The responses to back-to-back disasters this week and revelations about the possibility that the warning system did not have proper upkeep highlight the difficulties the government faces in trying to put together an efficient disaster management system. Indonesia’s economy has been soaring lately, but it still struggles with widespread corruption and budget shortfalls that prevent infrastructure development.
Monitor List: World's 5 biggest tsunamis
No warning alarm
The 10-foot wave that followed a 7.7-magnitude earthquake near the Mentawai Islands failed to set off the alarm on an expensive alert system made up of buoys that one Indonesian official says were tampered with.
Ridwan Jamaluddin, deputy chairman of the government agency for the assessment and application of technology, told the Financial Times that the buoys have been vandalized several times and have had to be removed for repairs and that could be the reason why the the tsunami was such a surprise.
The news came as rescue workers got a clearer picture of the extent of damage on the remote Mentawai Islands. The wave that hit the island chain uprooted trees and swept wood and bamboo homes clean from their foundations.
IN PICTURES: Indonesia tsunami
Though surfers and other small organizations were already in the region and were able to provide immediate assistance, poor weather and the remoteness of the affected area meant government search teams only began arriving by sea and by air to the islands Wednesday.

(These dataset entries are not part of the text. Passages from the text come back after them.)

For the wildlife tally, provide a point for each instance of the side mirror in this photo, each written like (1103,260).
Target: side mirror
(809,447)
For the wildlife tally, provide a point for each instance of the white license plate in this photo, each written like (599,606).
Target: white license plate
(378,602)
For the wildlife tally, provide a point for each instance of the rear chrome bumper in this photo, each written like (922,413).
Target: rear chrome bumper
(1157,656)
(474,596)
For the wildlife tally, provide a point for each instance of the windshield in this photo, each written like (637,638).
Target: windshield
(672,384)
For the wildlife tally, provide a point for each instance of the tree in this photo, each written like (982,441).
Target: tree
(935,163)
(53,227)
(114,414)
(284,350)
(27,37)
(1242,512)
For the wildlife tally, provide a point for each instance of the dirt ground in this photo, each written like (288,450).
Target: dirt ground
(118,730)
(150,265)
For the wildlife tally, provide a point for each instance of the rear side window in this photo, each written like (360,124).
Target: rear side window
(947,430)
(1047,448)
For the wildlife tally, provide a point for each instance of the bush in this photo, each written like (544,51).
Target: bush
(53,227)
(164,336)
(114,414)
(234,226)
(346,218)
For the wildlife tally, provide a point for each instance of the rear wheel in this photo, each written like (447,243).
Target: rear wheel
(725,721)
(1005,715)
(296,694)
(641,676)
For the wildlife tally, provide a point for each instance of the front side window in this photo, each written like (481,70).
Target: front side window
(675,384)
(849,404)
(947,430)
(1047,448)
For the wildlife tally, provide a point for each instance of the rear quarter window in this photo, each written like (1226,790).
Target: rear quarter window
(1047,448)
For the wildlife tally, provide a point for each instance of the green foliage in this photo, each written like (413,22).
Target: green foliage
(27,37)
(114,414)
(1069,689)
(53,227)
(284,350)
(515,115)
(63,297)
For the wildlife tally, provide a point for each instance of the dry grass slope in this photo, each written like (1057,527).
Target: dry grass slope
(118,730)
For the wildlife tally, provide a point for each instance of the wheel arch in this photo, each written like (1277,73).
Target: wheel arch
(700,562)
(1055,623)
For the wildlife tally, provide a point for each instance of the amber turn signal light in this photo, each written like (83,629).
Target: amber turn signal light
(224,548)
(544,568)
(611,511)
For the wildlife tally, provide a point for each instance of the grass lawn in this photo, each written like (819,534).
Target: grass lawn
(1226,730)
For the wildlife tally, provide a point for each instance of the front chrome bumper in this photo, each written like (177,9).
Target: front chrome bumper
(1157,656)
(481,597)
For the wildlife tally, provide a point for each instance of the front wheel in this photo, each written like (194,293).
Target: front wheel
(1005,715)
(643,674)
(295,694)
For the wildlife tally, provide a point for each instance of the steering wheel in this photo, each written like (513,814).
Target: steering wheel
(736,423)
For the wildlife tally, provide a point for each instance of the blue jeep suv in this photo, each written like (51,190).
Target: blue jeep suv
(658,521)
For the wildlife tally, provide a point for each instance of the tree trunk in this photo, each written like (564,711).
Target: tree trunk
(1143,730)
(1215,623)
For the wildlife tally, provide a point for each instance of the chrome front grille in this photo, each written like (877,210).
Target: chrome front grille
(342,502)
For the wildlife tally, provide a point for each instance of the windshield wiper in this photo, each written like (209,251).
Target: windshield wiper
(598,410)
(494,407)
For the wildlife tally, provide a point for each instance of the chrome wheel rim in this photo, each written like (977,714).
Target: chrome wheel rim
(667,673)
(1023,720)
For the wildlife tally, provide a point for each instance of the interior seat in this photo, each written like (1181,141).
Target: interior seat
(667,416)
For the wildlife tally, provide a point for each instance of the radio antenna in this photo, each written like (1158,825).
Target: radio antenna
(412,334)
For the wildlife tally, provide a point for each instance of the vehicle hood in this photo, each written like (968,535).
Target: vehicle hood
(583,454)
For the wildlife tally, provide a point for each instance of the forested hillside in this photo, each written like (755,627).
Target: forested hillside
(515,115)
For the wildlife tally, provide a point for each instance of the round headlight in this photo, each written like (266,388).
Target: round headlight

Rescuers say the number of deaths is likely to keep rising as they search for the hundreds of people still missing. They say they believe many of the missing were swept out to sea, but other villagers may have fled inland to seek safety in the jungle.
Preparing for disasters
Indonesia’s Meteorology and Geophysics Agency released information to the government about the earthquake and possible tsunami almost immediately after the quake. “If the local government had taken action once they received the information, they could have reduced the number of victims,” said Wandono, the agency’s head.